Passenger service was suspended in 1933, due to the Depression and the competition from automobiles. In 1963, a freight train derailed and almost destroyed the depot. When the Poughkeepsie Railroad Bridge (now the Walkway Over the Hudson) suffered a fire in 1974, the Maybrook Line — now the Dutchess County Rail Trail — ended through rail traffic. It ran its last train in 1982, when the depot was abandoned. Four years later, the building was a burned-out shell, thanks to the work of arsonists.
During its heyday in 1908 (above) and the burned-out building in 1986 (below) |
The Hopewell Depot Restoration Corporation was founded in 1996, but returning the darling station to its former glory was slow going. With little awareness about the historical gem, which sits off the main Hopewell Junction thoroughfares, fund-raising was arduous. When the eastern end of the rail trail opened right alongside it in 2010, however, things accelerated. “It is isolated from the rest of the community,” says Stich. “And it wasn’t until that rail trail got rumbling that people came back that way. An awful lot of people in the community did not have any clue as to how much history there is there.”

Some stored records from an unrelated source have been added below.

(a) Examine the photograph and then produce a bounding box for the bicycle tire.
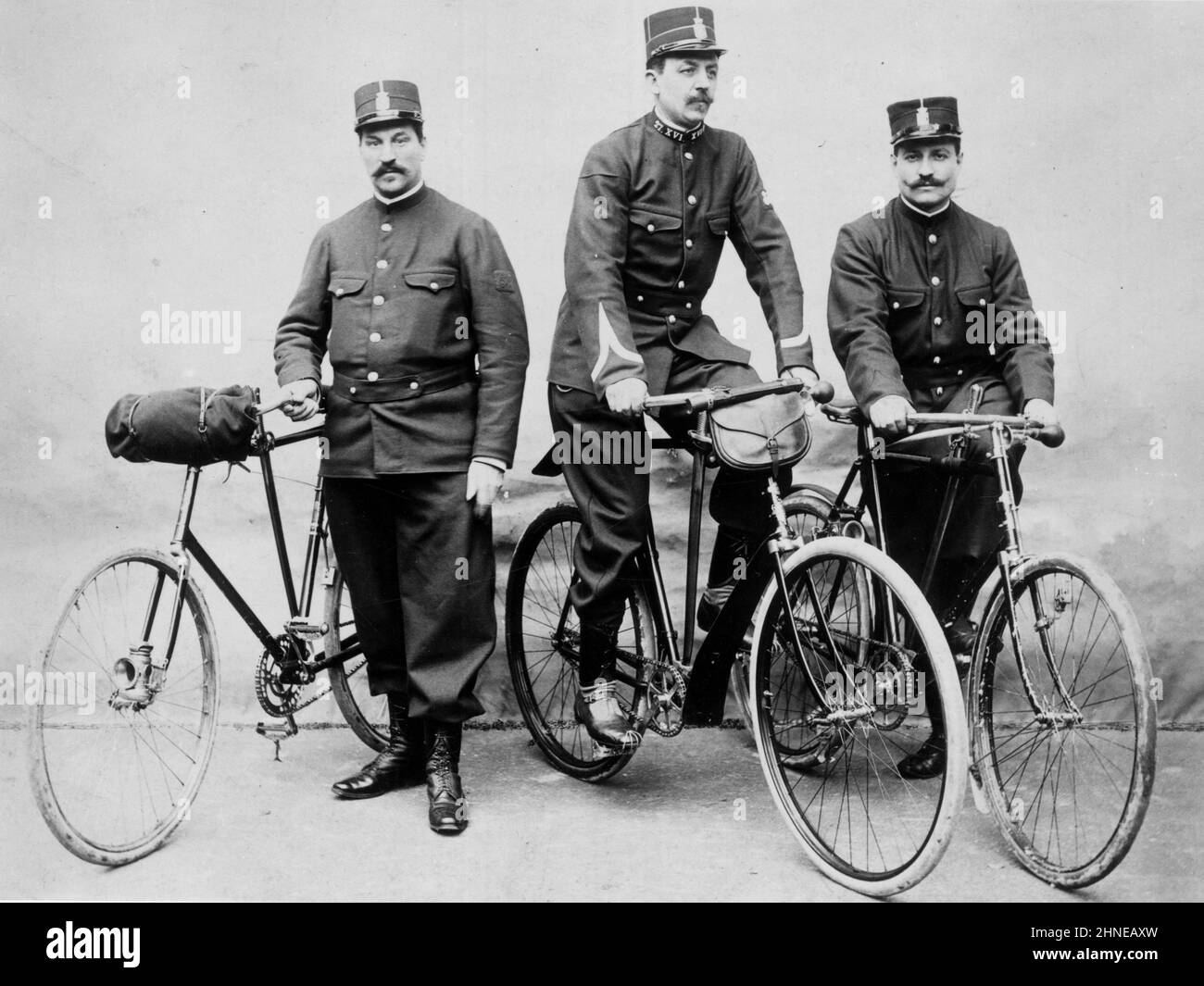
[506,504,657,782]
[970,554,1157,889]
[28,548,219,867]
[750,537,968,897]
[322,565,389,751]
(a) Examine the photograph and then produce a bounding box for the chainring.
[647,665,685,736]
[256,636,313,718]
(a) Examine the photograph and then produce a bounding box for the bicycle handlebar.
[907,412,1066,449]
[645,380,835,414]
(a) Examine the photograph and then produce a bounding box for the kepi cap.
[356,79,422,132]
[645,7,726,61]
[886,96,962,147]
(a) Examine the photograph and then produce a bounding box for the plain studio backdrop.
[0,0,1204,722]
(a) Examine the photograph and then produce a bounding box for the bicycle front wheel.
[749,537,968,897]
[27,549,218,866]
[506,504,657,781]
[971,556,1157,887]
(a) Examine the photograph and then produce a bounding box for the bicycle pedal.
[284,617,330,641]
[256,720,297,741]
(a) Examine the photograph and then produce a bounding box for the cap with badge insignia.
[886,96,962,147]
[645,7,726,61]
[356,79,422,132]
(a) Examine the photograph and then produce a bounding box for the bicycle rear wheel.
[750,537,968,897]
[971,555,1157,887]
[506,504,657,781]
[28,549,218,866]
[322,566,389,750]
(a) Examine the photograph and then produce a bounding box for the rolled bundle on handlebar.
[645,380,835,414]
[907,413,1066,449]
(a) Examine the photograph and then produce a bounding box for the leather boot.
[897,730,946,780]
[573,622,639,749]
[330,693,422,799]
[426,722,469,835]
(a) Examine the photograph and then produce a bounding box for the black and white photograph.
[0,0,1204,939]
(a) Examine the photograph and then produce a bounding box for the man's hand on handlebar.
[778,366,820,417]
[870,393,915,434]
[1024,397,1059,428]
[606,377,647,418]
[273,381,320,421]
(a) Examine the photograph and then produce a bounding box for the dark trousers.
[325,472,497,722]
[879,378,1023,621]
[548,352,790,625]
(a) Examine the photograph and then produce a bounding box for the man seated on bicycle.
[828,96,1057,777]
[548,7,816,746]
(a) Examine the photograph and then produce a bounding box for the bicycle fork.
[108,466,201,709]
[990,424,1083,729]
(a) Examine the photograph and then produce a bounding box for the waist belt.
[332,366,477,405]
[899,362,1000,390]
[623,286,703,319]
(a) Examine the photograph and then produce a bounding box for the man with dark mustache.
[828,96,1057,778]
[276,80,527,834]
[548,7,816,748]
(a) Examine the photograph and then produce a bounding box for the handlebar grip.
[1033,425,1066,449]
[810,381,835,405]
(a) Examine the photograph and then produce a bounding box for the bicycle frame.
[828,404,1083,721]
[135,402,358,703]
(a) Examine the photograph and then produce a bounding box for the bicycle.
[506,381,968,895]
[29,393,388,866]
[789,390,1157,889]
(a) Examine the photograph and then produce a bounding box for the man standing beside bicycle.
[828,96,1057,778]
[276,81,527,834]
[548,7,818,748]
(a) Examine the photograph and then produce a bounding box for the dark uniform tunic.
[828,199,1054,615]
[276,187,527,722]
[548,113,811,622]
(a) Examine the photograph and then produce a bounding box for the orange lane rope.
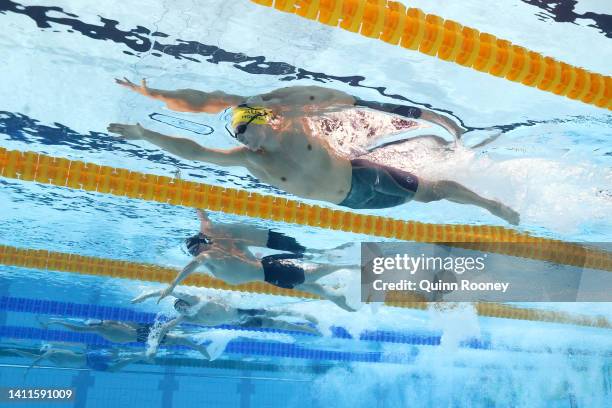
[0,245,612,329]
[251,0,612,109]
[0,148,612,271]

But they caught on. With donations now rolling in, the roof was replaced with a fiberglass shingle made to look like slate. The interior was entirely reconstructed, as just two inner walls could be salvaged from the fire damage. Pictures of the original interior — as well as of similar stations that were built around the same time — gave restorers a good sense of what it looked like. “The railroads in the 1870s and ’80s pretty much built the same station at different points,” says Stich. “Some were a little smaller and some a little larger, but they were all basically four rooms. Evidence from them helped where we had none of Hopewell.”
“Conductor” Bernard Rudberg |
The station is now complete. Two waiting rooms; a telegraphy, ticket and freight office; and a station agent’s office have been made to look as much as possible like they originally had. The museum portion displays 500 items that were donated or saved, giving visitors a comprehensive look at how this once-dominant mode of transportation operated. Now the HDRC is working on fixing up the grounds surrounding the depot.
And when that’s all done, they can drink to their own success — legally.